Photojournalist Brian Sokol asked refugees in Mali, Syria and South Sudan to show him the most important item they brought with them. © UNHCR / B Sokol
Photojournalist Brian Sokol asked refugees in Mali, Syria and South Sudan to show him the most important item they brought with them.

The RSC's Refugee Voices conference, taking place 24–25 March 2014, will explore the voices and aesthetic expressions of those dispossessed, displaced and marginalised by the pre-eminence of the nation-state.
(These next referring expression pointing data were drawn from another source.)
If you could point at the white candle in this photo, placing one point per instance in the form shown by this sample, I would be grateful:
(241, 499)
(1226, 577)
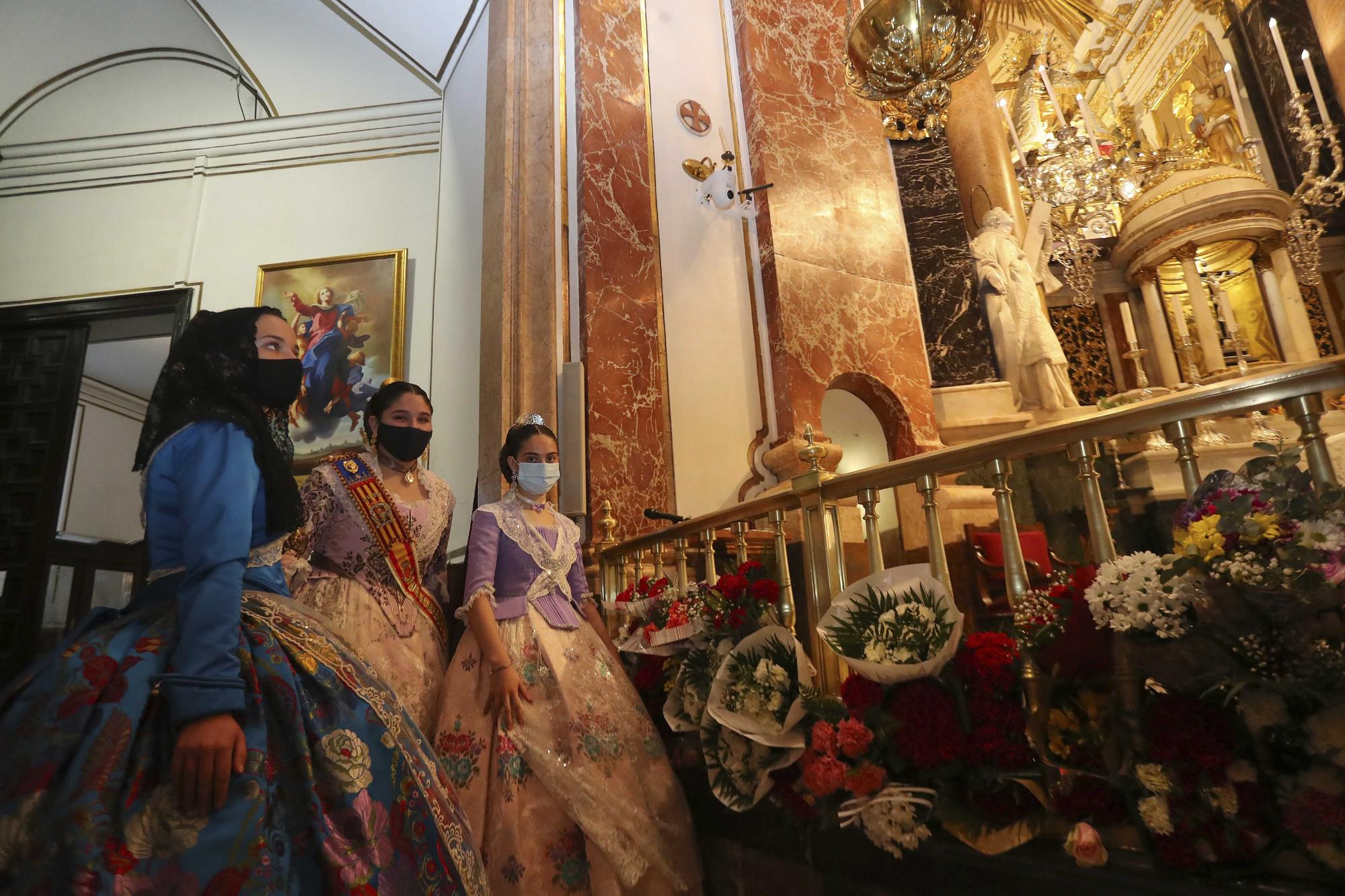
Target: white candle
(1013, 132)
(1284, 57)
(1238, 99)
(1317, 89)
(1180, 319)
(1085, 114)
(1129, 323)
(1055, 100)
(1227, 310)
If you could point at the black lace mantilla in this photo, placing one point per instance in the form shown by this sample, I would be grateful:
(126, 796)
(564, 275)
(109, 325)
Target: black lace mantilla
(206, 378)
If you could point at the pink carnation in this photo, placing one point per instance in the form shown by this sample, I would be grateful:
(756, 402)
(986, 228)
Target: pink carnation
(825, 739)
(824, 775)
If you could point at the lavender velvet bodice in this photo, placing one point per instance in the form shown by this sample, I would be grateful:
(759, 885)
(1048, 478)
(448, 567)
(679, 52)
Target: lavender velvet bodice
(506, 571)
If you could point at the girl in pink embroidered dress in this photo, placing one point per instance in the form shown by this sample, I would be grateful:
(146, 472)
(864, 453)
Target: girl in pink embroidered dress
(337, 567)
(556, 762)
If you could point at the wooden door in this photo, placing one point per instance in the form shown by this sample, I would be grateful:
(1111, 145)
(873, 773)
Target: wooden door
(40, 386)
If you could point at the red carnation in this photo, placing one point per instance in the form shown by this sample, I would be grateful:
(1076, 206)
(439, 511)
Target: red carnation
(750, 568)
(860, 694)
(732, 587)
(824, 775)
(649, 674)
(766, 591)
(987, 661)
(853, 737)
(118, 857)
(824, 739)
(929, 732)
(867, 779)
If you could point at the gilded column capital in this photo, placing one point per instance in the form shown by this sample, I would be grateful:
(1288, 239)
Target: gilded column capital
(1273, 243)
(1186, 252)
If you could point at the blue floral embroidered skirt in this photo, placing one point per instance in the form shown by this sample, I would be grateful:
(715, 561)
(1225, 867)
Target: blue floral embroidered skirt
(341, 792)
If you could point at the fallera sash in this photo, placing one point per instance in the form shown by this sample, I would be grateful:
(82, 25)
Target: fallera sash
(385, 525)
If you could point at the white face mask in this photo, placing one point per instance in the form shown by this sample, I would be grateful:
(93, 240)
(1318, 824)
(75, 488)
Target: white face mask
(537, 479)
Refugee Voices will bring together scholars from across the social sciences and researchers in cultural studies, literature and the humanities to look beyond the nation-state and international relations in order to give new attention to the voices and aspirations of refugees and other forced migrants themselves. Among the themes to be explored are historical and cultural sources and meanings of flight, exile and forced migration, as well as the significance of encampment, enclosures and forced settlement.

Conference papers are sought which recognise and investigate unheard voices of forced migrants who exhibit adaptability, resilience and resistance in the ‘grey zones’ and borderlands between states and state bureaucracies.

Most academic disciplines, including refugee studies, and humanitarian practices adopt the nation-state’s perspective in their approach to forced migrants. People must be tied to territory, and thus humanitarian practices are frequently about re-settlement either in the state of origin, the state of current emplacement or a third nation-state. However, the current realities of displacement situations do not support either current forced migration theory or most humanitarian aid practices, and an epistemological change in thinking about forced migrants, exiles and refugees is urgently required.

Some of the questions which might be addressed at the conference include: Under what circumstances do refugees, exiles and forced migrants leave a nation-state that is collapsing? How do they cope with existence outside the nation-state? How are resilience and resistance to the ‘bare life’ of the refugee and exile expressed across different refugee experiences? What mechanisms and mediums are used to express loss, perseverance and hope? How do they perceive their futures and manipulate existing systems outside the nation-state to achieve their goals of dignity, justice and freedom (ie well-being)? Abstracts are sought which investigate, among others, the following modes of expression:

Cultural expression

eg aesthetic expression through art, music, literature, story-telling; contextualising our understanding of refugee experiences.

Socio-Legal and Political expression

eg refugees' preferences not to be put in camps (Syria), or their preferences for durable solutions (eg when should repatriation happen for refugees from Burma).

Methodological/Ethical expression

eg the crucial role that refugees play in facilitating academic work (as translators, research assistants – but rarely as authors/academics); explorations of methodological concerns and research ethics such as that raised by ‘second-hand’ ethnography.

Meanings of voice

eg the need not only for articulation but also for dialogue/conversation; the difference between having voice and being heard – soliciting refugees' voices is one dimension but genuinely listening to what those voices say is a much deeper phenomenological process.

Submissions

Maximum length: 300 words
Deadline for submission: 30 November 2013

Authors of abstracts which are selected to proceed to full papers will have until 28 February 2014 to submit their final drafts.

The conference organisers intend to edit and publish a selection of papers in special issues of leading journals. An interest in having a paper published should be indicated at the time of submission of the abstract.

Other initiatives to share the outcomes of the conference papers and events with those whose voices have been sought will also be developed.